Why First Solar Isn't Worth Your Time

NEW YORK ( TheStreet) -- First Solar ( FSLR) shares aren't going to zero, but the stock is worthless.

The solar company has left investors with way too many questions and too few answers and is dead money in 2012 as the company continues to lay out a vague long-term plan for 2013 to 2015.

Solar has always been a better trade than investment, and the action in First Solar in 2012 is a typical sign of that maxim: Shares rallied to as high as $50 earlier this year, or by 35%, after falling by 70% last year. If shares were oversold they were then quickly overbought and after Wednesday morning's 10% drop, shares are now slightly negative in 2012 trading.

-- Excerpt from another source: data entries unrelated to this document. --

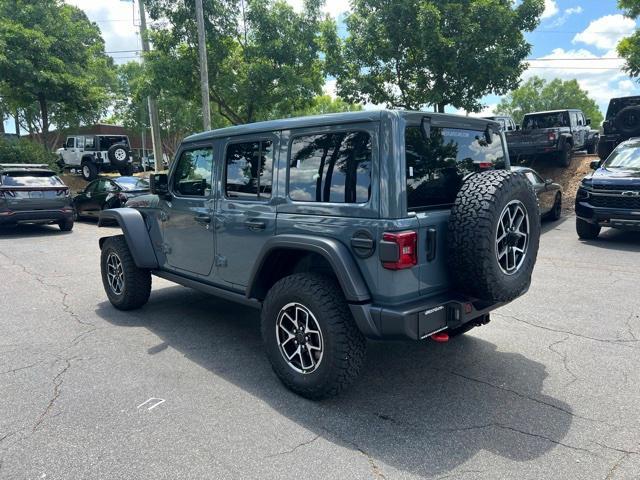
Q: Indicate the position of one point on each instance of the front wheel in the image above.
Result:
(127, 286)
(310, 337)
(586, 230)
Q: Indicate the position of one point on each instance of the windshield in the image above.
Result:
(437, 167)
(625, 156)
(545, 120)
(30, 179)
(132, 183)
(107, 141)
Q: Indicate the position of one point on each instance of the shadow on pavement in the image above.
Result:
(423, 408)
(625, 241)
(30, 230)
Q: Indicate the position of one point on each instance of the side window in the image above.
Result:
(192, 176)
(249, 170)
(331, 167)
(574, 119)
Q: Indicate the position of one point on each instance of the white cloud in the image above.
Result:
(605, 32)
(550, 9)
(116, 21)
(603, 77)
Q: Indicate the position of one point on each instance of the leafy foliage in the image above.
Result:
(629, 47)
(536, 95)
(52, 64)
(22, 150)
(264, 58)
(412, 53)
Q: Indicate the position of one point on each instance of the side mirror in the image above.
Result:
(159, 184)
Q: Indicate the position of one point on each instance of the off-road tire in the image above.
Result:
(344, 345)
(556, 211)
(137, 281)
(118, 154)
(473, 230)
(564, 156)
(586, 230)
(89, 170)
(66, 225)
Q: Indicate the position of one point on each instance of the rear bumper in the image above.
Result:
(10, 217)
(419, 319)
(608, 217)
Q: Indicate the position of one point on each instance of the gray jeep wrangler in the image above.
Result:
(382, 225)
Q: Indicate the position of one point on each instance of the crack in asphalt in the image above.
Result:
(302, 444)
(57, 389)
(564, 359)
(621, 343)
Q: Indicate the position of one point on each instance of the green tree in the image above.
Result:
(412, 53)
(629, 47)
(326, 104)
(264, 58)
(537, 95)
(52, 58)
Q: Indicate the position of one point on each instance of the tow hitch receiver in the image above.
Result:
(440, 337)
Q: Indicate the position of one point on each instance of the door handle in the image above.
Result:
(255, 224)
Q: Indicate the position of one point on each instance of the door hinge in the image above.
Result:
(221, 261)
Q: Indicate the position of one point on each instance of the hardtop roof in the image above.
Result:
(327, 119)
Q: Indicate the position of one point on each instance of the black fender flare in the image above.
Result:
(135, 232)
(336, 253)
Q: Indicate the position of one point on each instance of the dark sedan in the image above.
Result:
(34, 194)
(549, 193)
(105, 193)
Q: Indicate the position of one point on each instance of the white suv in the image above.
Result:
(92, 154)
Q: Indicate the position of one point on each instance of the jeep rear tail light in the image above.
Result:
(398, 250)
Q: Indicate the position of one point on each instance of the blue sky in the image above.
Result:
(576, 39)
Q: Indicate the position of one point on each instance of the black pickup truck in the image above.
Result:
(555, 133)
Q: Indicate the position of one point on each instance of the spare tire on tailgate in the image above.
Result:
(627, 121)
(494, 232)
(118, 155)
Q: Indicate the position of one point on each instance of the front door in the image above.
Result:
(246, 214)
(186, 216)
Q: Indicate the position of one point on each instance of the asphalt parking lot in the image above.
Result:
(550, 389)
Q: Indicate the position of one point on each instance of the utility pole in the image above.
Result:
(204, 69)
(153, 109)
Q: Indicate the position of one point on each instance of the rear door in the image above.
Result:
(435, 170)
(246, 211)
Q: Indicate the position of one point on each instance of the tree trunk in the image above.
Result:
(16, 119)
(44, 114)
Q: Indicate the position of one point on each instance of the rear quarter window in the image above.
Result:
(436, 167)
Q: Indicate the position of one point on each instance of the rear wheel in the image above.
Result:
(127, 286)
(310, 337)
(586, 230)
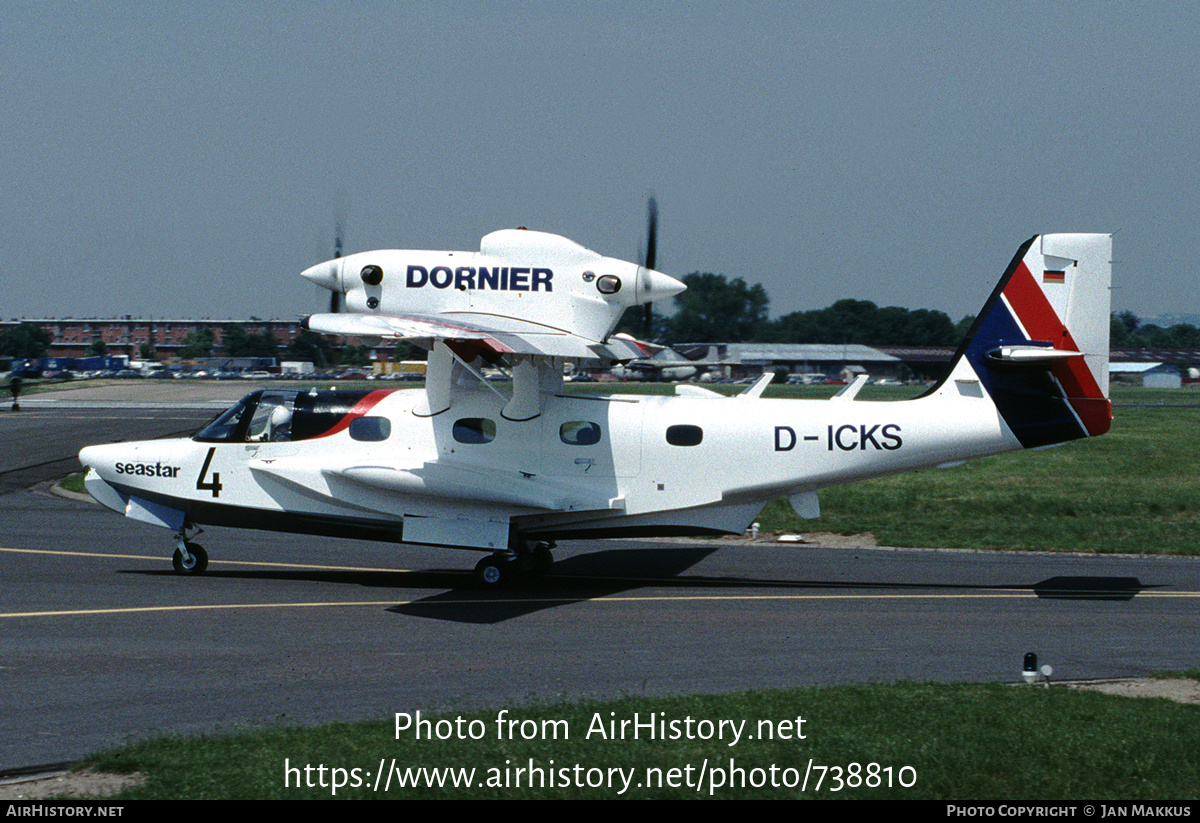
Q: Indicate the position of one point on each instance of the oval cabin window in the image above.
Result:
(684, 436)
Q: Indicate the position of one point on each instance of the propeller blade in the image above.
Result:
(652, 234)
(335, 299)
(652, 250)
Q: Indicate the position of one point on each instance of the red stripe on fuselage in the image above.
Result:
(1042, 323)
(359, 410)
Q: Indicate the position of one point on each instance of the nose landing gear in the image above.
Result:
(190, 558)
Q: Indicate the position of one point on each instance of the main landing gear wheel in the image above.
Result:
(193, 563)
(493, 571)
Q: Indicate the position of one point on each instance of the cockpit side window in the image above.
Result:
(273, 418)
(282, 415)
(228, 425)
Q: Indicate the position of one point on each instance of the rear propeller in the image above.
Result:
(652, 246)
(336, 299)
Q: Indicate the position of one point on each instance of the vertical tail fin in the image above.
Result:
(1041, 344)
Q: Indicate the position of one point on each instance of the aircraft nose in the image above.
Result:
(655, 286)
(325, 275)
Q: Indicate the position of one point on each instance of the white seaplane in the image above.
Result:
(510, 469)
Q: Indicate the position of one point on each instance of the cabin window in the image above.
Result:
(474, 430)
(684, 436)
(371, 430)
(580, 433)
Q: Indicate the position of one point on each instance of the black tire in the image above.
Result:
(493, 572)
(198, 560)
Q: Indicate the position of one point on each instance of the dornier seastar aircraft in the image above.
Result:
(509, 470)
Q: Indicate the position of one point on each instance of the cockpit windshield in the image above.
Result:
(275, 415)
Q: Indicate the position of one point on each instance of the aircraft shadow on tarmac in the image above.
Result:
(611, 572)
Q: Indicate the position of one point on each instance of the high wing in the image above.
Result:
(523, 293)
(502, 335)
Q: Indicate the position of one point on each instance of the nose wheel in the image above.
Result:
(190, 559)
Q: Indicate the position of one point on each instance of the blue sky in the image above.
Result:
(190, 160)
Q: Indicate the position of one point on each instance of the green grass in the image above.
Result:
(960, 742)
(1133, 491)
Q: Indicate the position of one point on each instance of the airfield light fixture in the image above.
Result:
(1030, 670)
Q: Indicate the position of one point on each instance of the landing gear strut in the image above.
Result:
(190, 558)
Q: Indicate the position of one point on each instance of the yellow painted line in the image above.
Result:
(1023, 593)
(147, 610)
(565, 599)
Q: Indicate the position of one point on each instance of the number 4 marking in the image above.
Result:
(215, 486)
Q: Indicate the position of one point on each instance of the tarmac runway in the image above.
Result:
(100, 643)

If solar remains good for a trade from time to time, it remains a pass based on 2012 fundamentals which imply profitless years for the Chinese solar companies even as shipments grow, and a year of transition for First Solar.

First Solar may now be back at square one in terms of 2012 trading, but it's not back at square one in terms of either its short-term or long-term outlook. The company seemingly cleared the decks in its December 2011 guidance, after ousting former CEO Rob Gillette and bringing Chairman Michael Ahearn back in as interim CEO. But things now look even worse, or as Stifel analyst Jeff Osborne wrote, a "bleaker outlook" than just two months ago.

"We did not get a sense that the company is firmly on the path to navigate the current challenging environment," Stifel's analyst wrote.

And go figure: Without a permanent CEO in place, First Solar said it will soon unveil a three-year strategic plan that should show investors where it is going and how it will succeed. How can First Solar be cementing a three-year plan that it will unveil in May when it is still conducting a search for a CEO?

Here are some of the headline details:
  • First Solar lowered revenue and cash flow guidance for 2012;
  • Underutilization charges are mounting;
  • Third-party module sale expectations have been cut nearly by half from two months ago, implying challenged margins;
  • Its project pipeline looks stagnant with growth prospects increasingly reliant on markets with unclear ramp;
  • Finally, First Solar was light on details about the future.

While First Solar didn't lower its earnings guidance of $3.75 to $4.25, analysts see it as increasingly likely that earnings will be revised downward in 2012. Decreased cash flow is a sign of the balance sheet risk for a company that has increasing costs related to large-scale project construction.